While she fits in with the patriarchy’s definition of her place however, she realizes quickly that the life that she chose has limited her options drastically. When she is engaged to Prince Joffrey she has no power to back out of the agreement, even after her betrothed has chopped her father’s head off and promised to murder her brother. Stuck in a situation that had been nothing like she had imaged, she learns to put on a disguise of her own, one that keeps her safe until she can leave the Red Keep, one that works more like ‘keep calm and carry on’ rather than ‘stick ’em with the pointy end’.
Rather than the tales that enticed Arya, Sansa was fascinated by the traditional stories of knights saving princesses in the same way that many females are encouraged to in our world, and it is a terrible turn of events for her when she realizes that the world is not as innocent as the stories would have had her believe. Though her dreams were effectively crushed, she still lives her life in a different flavor than Arya, although it is no less dangerous. She knows people, she is understanding, she is careful, and she knows that there is no Prince Charming.

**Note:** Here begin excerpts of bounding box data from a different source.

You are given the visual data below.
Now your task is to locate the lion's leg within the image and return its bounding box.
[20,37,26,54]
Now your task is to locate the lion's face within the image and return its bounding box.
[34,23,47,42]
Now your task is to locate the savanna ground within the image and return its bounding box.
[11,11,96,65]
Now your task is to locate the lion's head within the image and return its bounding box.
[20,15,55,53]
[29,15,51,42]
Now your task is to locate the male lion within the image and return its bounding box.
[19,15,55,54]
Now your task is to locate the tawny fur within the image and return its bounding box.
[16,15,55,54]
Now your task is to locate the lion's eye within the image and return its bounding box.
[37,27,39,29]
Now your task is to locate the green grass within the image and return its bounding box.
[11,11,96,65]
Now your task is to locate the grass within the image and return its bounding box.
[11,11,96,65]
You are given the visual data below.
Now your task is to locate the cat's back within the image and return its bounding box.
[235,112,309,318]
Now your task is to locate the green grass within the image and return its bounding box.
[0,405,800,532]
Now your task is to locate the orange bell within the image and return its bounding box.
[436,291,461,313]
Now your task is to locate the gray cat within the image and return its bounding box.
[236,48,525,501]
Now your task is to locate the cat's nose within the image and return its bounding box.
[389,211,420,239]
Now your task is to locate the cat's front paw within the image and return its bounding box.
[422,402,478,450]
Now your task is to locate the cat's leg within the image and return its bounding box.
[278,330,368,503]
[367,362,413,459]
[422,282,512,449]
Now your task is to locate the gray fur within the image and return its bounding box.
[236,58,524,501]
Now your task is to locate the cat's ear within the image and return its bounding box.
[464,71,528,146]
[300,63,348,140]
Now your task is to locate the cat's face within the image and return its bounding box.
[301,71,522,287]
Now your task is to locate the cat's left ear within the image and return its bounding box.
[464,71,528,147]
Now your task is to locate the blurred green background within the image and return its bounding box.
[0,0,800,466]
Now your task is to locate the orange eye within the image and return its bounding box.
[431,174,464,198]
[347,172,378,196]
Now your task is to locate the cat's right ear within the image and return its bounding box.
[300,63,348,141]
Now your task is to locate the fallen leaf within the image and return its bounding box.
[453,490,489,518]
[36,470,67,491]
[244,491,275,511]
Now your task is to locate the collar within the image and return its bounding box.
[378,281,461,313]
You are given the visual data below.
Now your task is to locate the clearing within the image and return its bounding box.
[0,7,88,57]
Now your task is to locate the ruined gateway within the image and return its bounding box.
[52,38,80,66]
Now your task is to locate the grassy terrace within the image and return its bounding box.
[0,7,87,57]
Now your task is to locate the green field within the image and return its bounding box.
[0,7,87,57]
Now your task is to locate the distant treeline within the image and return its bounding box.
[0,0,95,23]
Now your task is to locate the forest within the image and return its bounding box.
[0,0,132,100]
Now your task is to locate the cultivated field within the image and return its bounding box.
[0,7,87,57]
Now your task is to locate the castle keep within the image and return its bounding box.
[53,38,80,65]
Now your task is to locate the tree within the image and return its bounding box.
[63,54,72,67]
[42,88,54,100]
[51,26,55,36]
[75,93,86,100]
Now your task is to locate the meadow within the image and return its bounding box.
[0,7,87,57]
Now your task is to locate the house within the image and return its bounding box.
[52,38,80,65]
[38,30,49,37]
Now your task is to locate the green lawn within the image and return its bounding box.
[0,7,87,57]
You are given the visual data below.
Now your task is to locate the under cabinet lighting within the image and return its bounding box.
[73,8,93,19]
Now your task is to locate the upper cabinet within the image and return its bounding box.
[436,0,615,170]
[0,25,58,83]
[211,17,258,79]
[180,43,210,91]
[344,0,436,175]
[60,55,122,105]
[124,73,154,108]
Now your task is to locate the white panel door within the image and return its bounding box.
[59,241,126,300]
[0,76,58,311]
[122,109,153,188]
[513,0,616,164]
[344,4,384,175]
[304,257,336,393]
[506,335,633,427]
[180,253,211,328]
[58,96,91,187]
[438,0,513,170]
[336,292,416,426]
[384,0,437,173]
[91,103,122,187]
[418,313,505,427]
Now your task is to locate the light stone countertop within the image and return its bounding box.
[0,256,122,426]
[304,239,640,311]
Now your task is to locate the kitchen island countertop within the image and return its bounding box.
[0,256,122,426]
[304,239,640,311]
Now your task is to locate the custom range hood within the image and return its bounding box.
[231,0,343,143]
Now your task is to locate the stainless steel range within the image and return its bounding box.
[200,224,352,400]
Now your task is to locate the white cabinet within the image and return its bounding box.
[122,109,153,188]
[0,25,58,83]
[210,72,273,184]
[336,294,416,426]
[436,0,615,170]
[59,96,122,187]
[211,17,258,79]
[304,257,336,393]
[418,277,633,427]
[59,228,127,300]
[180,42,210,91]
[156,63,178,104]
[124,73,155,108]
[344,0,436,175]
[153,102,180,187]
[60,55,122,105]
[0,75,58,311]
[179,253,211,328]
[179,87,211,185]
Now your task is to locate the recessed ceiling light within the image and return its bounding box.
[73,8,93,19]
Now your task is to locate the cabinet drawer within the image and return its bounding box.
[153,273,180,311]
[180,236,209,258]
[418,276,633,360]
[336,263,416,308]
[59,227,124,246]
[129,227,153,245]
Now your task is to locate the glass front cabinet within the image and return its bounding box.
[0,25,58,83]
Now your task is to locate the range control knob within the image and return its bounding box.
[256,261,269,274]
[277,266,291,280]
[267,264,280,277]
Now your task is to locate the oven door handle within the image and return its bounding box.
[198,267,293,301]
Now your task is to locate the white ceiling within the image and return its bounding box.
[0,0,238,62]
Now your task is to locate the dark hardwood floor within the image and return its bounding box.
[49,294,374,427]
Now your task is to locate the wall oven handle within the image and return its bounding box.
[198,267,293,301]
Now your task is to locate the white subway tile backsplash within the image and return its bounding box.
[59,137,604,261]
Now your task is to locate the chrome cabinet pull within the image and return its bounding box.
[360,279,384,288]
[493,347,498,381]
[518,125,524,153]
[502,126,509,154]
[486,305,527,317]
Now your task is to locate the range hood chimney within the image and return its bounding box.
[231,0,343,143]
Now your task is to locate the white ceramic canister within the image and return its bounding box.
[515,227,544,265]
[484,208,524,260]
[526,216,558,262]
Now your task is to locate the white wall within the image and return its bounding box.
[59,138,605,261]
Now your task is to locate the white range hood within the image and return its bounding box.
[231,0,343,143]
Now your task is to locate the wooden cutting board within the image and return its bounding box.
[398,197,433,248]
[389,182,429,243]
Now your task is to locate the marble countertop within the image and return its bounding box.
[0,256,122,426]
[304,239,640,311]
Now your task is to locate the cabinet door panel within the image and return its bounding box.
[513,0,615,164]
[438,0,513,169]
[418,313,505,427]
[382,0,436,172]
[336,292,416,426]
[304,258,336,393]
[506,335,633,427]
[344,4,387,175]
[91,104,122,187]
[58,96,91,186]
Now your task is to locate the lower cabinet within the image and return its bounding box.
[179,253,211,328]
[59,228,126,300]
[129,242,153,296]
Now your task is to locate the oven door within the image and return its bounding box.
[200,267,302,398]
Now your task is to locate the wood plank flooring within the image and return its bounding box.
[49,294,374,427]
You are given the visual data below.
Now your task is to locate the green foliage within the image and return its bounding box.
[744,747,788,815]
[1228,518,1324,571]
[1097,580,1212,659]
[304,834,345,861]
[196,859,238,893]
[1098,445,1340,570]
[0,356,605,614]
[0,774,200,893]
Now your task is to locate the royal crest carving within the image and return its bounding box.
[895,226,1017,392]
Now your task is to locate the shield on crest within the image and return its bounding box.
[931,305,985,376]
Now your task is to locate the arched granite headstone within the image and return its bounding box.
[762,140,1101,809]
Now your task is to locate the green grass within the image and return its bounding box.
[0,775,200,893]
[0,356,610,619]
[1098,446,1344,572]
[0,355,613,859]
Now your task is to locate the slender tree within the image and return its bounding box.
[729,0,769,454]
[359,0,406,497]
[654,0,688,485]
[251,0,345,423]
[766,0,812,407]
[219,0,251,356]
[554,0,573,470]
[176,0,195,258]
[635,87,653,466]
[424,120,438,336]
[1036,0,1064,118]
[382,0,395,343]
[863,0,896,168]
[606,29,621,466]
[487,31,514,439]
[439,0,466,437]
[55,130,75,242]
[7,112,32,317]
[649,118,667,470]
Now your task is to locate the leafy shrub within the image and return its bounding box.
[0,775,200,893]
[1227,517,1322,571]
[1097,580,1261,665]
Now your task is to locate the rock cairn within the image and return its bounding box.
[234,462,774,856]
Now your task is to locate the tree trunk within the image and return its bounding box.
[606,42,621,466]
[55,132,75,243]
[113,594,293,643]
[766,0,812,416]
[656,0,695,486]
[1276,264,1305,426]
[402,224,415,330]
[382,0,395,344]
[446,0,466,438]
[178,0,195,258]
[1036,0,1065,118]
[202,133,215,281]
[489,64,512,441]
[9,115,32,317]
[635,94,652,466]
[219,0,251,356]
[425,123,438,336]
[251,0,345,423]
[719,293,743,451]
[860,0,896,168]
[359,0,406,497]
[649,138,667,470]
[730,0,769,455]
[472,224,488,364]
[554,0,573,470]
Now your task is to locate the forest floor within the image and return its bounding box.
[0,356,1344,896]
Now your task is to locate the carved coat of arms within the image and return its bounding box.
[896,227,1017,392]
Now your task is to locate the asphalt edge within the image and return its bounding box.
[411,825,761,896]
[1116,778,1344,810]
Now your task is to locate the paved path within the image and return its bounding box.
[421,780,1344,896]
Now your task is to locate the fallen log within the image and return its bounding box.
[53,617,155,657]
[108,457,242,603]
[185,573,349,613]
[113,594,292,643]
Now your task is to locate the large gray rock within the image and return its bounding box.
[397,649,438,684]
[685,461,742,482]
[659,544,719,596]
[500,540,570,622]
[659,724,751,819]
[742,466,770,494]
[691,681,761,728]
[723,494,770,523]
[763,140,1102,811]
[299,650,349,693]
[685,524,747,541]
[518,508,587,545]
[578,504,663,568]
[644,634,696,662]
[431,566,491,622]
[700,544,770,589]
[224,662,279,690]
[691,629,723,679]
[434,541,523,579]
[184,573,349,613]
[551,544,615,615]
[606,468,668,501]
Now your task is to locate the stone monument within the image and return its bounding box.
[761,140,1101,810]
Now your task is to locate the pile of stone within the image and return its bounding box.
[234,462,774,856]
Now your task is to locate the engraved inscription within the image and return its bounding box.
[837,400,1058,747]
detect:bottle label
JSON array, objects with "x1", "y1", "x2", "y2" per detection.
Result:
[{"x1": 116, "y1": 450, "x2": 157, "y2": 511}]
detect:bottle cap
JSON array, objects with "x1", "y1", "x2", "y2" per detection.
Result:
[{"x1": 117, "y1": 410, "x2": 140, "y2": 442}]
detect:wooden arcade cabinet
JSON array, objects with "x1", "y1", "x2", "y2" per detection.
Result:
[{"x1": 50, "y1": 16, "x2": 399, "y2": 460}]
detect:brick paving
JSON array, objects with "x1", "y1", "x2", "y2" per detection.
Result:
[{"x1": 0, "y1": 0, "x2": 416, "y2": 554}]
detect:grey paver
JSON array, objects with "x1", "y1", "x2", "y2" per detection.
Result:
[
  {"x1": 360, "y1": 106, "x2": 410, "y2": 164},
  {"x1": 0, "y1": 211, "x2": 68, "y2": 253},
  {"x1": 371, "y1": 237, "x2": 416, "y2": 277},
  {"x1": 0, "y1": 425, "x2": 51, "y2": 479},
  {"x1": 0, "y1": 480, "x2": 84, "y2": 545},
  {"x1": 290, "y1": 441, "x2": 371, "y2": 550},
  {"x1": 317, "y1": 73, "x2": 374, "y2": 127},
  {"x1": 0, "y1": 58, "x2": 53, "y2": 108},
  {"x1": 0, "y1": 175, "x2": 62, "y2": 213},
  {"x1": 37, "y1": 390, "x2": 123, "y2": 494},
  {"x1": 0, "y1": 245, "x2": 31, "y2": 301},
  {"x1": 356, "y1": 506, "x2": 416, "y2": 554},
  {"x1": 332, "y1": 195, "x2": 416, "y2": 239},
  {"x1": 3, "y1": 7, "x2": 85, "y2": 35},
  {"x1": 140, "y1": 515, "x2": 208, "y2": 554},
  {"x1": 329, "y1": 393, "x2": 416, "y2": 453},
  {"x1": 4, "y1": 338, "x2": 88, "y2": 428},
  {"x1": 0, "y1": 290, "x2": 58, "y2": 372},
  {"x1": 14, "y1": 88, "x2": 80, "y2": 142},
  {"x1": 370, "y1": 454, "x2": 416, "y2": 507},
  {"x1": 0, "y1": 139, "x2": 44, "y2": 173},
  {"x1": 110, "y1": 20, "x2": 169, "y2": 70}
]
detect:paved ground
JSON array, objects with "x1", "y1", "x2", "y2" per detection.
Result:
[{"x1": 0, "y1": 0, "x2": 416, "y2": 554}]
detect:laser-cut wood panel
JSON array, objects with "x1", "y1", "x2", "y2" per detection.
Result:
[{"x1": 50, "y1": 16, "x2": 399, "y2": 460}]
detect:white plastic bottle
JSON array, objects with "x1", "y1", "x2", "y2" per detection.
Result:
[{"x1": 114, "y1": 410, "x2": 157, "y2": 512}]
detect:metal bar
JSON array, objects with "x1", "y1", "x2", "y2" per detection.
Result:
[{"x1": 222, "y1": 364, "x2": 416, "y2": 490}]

Daenerys is a very different character in terms of this set of three. She spent her life in hiding before the events of the first book took place, and when she was sold to her soon-to-be husband who appeared to be the Westerosi Genghis Khan she reacted as neither Arya nor Sansa would. She did not run but she did not want to marry him. She was scared of him. Dany grew up in the shadow of her brother Viserys, the self-proclaimed rightful King of Westeros, who blamed her being born too late on the lack of their kin in the world (for she would have been a suitable wife for their brother, I’ll just let you finish shuddering for a second before I continue). He was abusive and angry and in the end appeared to see her as nothing more than a tool to get his own army. She was repressed by a patriarchy of one, and until she became involved in the culture of the Dothraki, she suffered for that every day.
She rose in confidence and character as she got to know her husband and his culture, and eventually she grew enough confidence to let her brother know that she didn’t need him, and after his death she began her quest to liberate others as she had done to herself. She fought against the patriarchy of her husband’s tribe to stop the rape of women and to free the slaves, and despite their refusal to join her she led her own tribe, liberating slaves across the east and establishing herself from the ground up as a ruler in her own right. Despite her royal heritage, Dany rose from rock bottom to royalty by her own means and through her own strengths, and even used others’ perceptions of what women should be against them.
Daenerys has fought against outside perception of what she should be arguably more than any other character in the series, first gaining independence from her brother, then from the strict rules for women in Dothraki society, then establishing herself as a Queen of free people across eastern cities. She could be perceived as a symbol that it’s worth the fight to act upon what you believe is right and her very existence as a Queen goes against the patriarchy of her world.